The 24-year-old finished in one hour 42 minutes 58 seconds on Sunday ahead of four-time champion Tatyana McFadden, with another American, Susannah Scaroni, third.
De Rozario is a triple Paralympic silver medallist and dual world champion, and claimed gold in the T54 1500m and marathon for the host nation on the Gold Coast this month.
Commonwealth Games champion Kurt Fearnley finished fifth in the men's wheelchair race.
The 37-year-old Australian, who ended his career representing Australia with victory on the Gold Coast where he carried the flag at the closing ceremony, clocked a time of one hour, 31 minutes 24 seconds.
Britain's David Weir crossed first for his eighth London Marathon title, storming to another victory in a sprint finish ahead of Switzerland's Marcel Hug.
Praising compatriot de Rozario for her efforts, Fearnley tweeted: "Take a bow ake (sic) a bow @madiderozario!!! Commonwealth Games Champion & now London Marathon Winner!!! 24 yrs old, all heart & the world is waiting! I got 5th today & in dire need of a holiday time for some family time."
In the men's marathon, Olympic 5000m champion Eliud Kipchoge defied the heat to win the event for a third time, while Mo Farah finished in an impressive third place, breaking the British record in the process.
Kipchoge raced out of the start on Sunday, with the leading group registering a blistering opening mile of four minutes 22 seconds, but the Kenyan couldn't maintain that pace as temperatures rose more than 20C.

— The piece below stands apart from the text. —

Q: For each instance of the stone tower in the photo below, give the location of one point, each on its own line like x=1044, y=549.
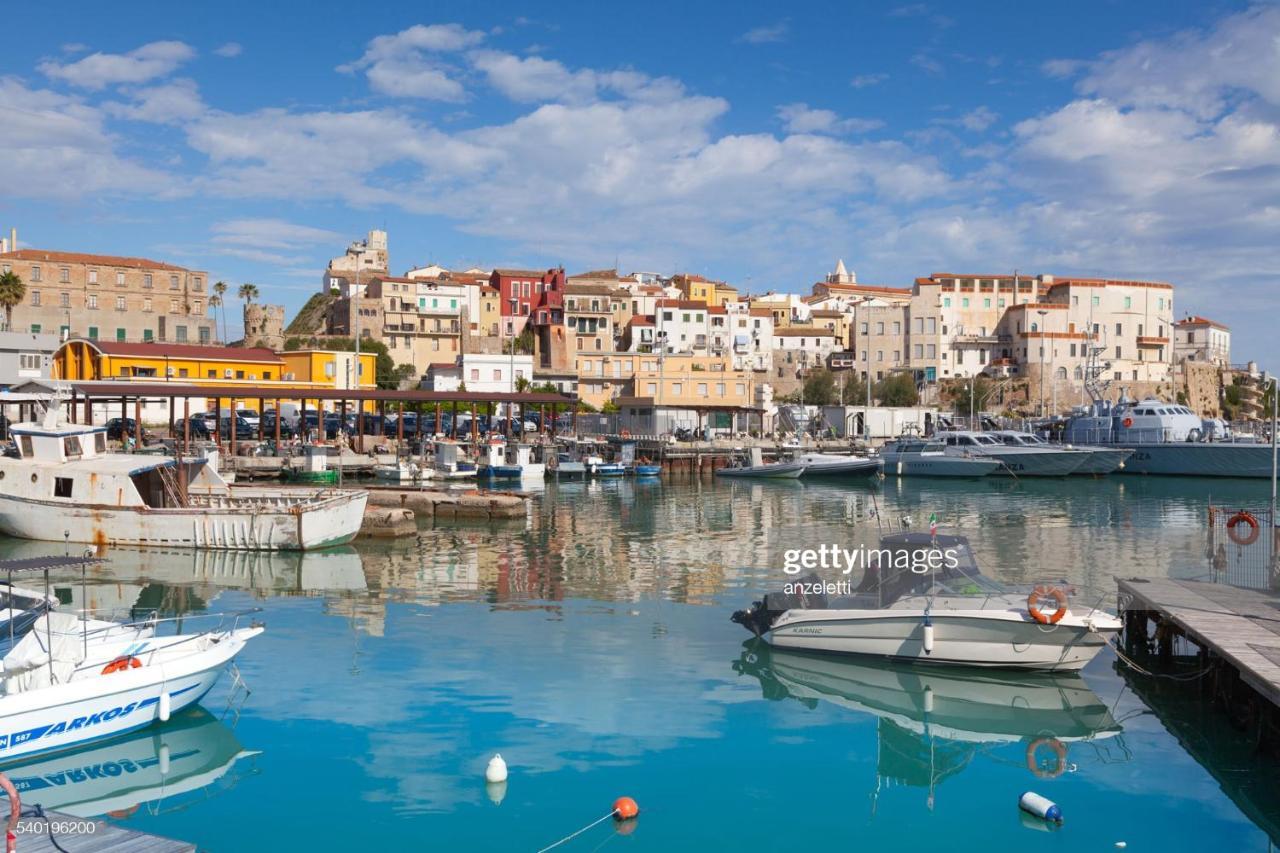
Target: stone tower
x=264, y=325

Farah, who overcame early problems with his drinks bottle, fell well behind Kipchoge but still registered a time of 2:06:32 to break Steve Jones's British record achieved in 1985.
Kipchoge's fellow Kenyan Vivian Cheruiyot earlier won her first women's London Marathon, just a year after taking up the distance at 33.
There was a home success with David Weir winning the men's wheelchair race for an eighth time after a sprint finish.
Thousands of fun runners, many raising money were charity, took on the marathon challenge but doctors warned people to be careful and take in lots of fluids given the unseasonably hot weather in the British capital.